Insertion of an 'intron-gene-trap' flanked with loxP motifs into the first intron of the MyD88 gene locus leads to global inactivation of myD88 expression (MyD88LSL), faithfully phenotyping a global gene knock-out. Tissue-specific re-expression of MyD88 in mice is mediated based on the Cre-recombinase. Breeding of MyD88LSL mice with LysMCre or pvillin-Cre mice leads to tissue-specific excision of the 'intron-gene-trap', retaining endogenous regulation of gene expression. MyD88 expression and successful reconstitution of TLR-signaling was detected in either myeloid cells (MyD88MYEL) or intestinal epithelial cells (MyD88IEC). Subsequently, these animals were mated with Apc1638N/+ mice, an established genetic mouse model for human colon cancer.
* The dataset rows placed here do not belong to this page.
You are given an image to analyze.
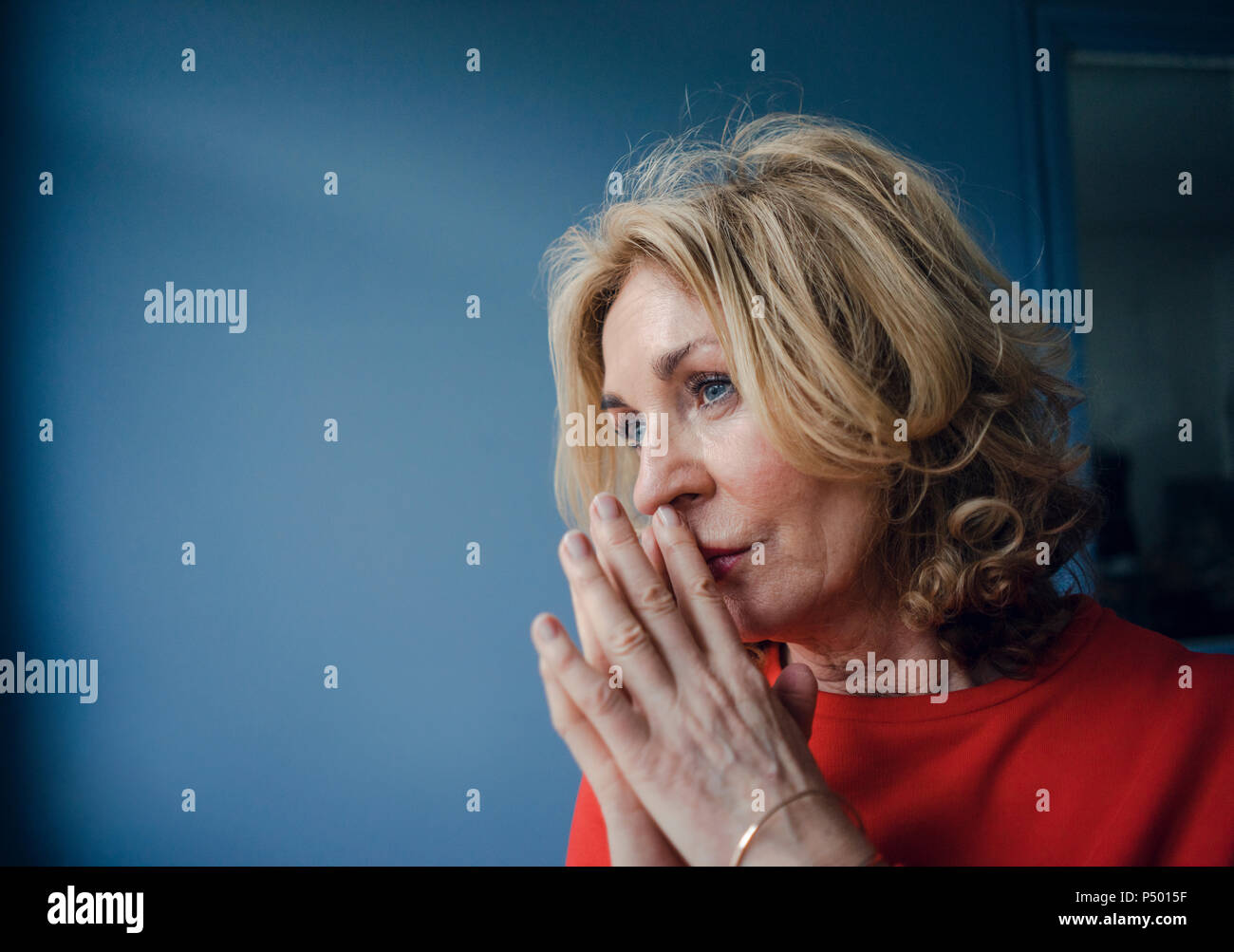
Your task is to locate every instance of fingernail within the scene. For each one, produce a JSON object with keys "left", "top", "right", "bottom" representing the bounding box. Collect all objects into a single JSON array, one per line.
[
  {"left": 565, "top": 529, "right": 591, "bottom": 561},
  {"left": 595, "top": 492, "right": 621, "bottom": 522}
]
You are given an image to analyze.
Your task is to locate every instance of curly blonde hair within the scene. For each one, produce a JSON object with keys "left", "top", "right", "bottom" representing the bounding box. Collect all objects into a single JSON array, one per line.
[{"left": 546, "top": 112, "right": 1101, "bottom": 677}]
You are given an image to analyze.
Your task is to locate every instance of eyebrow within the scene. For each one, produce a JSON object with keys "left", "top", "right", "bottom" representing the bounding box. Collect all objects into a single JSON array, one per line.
[{"left": 600, "top": 334, "right": 720, "bottom": 411}]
Global MyD88 deficiency dramatically decreased tumour incidence and aggressiveness in Apc1638N/+ mice. Re-expression of MyD88 in intestinal epithelial cells only partially restored tumor formation. On the other hand, reconstitution of MyD88 expression in myeloid cells triggered tumour development virtually indistinguishable from parental Apc1638N/+ mice. Activation of the canonical Wnt signaling pathway, induced by loss of function of Apc, was independent of MyD88. In contrast, MyD88 expression was required for full activation of MAPK/ERK signaling in intestinal epithelial cells. Furthermore, our results suggest a pro-tumorigenic function for the pro-inflammatory cytokines IL-1beta and IL-6, which were produced in a MyD88-dependent fashion by myeloid cells.


MyD88-mediated signaling has pro-tumorigenic effects in both IECs and in myeloid cells, but via different mechanisms. Moreover, MyD88 function in myeloid cells is crucial for intestinal tumour development, and its inhibition may form a promising therapeutic strategy.